Cell division control protein 6 (CDC6), located at chromosome 17q21.3, plays an important role in the cell cycle in the early stages of DNA replication (1618). CDC6 is a key element of the DNA replication initiation permission system and proto-oncogene (19). Many research has shown that CDC6 has the characteristics of oncogenes, and it also plays a significant role in assessing tumor grade and predicting prognosis (19). Previous studies have shown that the down-regulation of CDC6 may inhibit E‐cadherin and metastasis of cervical cancer (20). Changes in CDC6 gene expression have been reported in many species of cancers ( Figures 1A, B ), such as gastric cancer (21, 22), pancreatic cancer (23), prostate cancer (24) and so on, related to cancer cell proliferation, metastasis, invasiveness and drug resistance. However, the role of CDC6 in ccRCC has not been described well. Therefore we analyzed the expression of CDC6 in IHC in clinical specimens of ccRCC and its relationship with clinicopathologic features and clinical outcomes in this article.

Figure 1.

Figure 1

The CDC6 expression in ccRCC tissues. (A) The CDC6 expression in various cancers by using TCGA database. (B) The CDC6 expression in various cancers by using TCGA and GTEx databases; (C) Pairwise boxplot of the CDC6 expression between the paired normal and ccRCC tissues in TCGA dataset; (D) Relative expression levels of the CDC6 expression between the ccRCC and normal tissues from TCGA; (E) Kaplan–Meier curves for low- and high-risk groups from TCGA. *P < 0.05, ***P < 0.001.

Materials and Methods

Data Acquisition

We acquired the expression data and related clinical information for ccRCC from The Cancer Genome Atlas (TCGA) (http://gdc.cancer.gov) datasets. All data were standardized by log2 transformation and all results were analyzed by R and GraphPad Prism 7 software. We selected |log2 fold change (FC)| ≥1 and adjusted P-value <0.05 as statistically significant genes.

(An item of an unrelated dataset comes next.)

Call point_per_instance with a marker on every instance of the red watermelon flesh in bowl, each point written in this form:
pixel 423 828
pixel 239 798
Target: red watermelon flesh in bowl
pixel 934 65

Patients and Clinical Database

We conducted a retrospective study and recruited 118 ccRCC patients who underwent radical resection surgery of ccRCC in Affiliated Hospital of Nantong University between 2015 and 2017. All patients have paraffin-embedded tissue blocks that could be used for IHC staining and outcome data. Patients were selected according to the following criteria, including 1) confirmed of histopathological diagnosis, 2) no adjuvant anti-cancer treatment after surgery, and 3) review of TNM classification. The clinicopathological data of each patient were obtained from the patient’s hospitalization records. The research medical ethics committees of the two hospitals have obtained ethics approval, and all patients participating in this study provided informed consent. All statistical tests were bilateral tests, P <0.05 was regarded statistically significant.

Immunohistochemistry

The tissue microarray was constructed as described above. The primary anti-CDC6 antibody (diluted 1:1,000; ab109315; Abcam) was used for IHC staining. Two independent pathologists who did not know the clinical pathological data and the clinical results of each patient evaluated the staining intensity of the specimen. The specimens were deparaffinized, hydrated and blocked, and then added into the primary anti-CDC6 goat polyclonal antibody (diluted 1:1,000) and incubated overnight at 4°C. The scores were evaluation positive cells score. The positive cells score: negative: 0–5%; low: 6–25%; medium: 26–50%; high: >50%.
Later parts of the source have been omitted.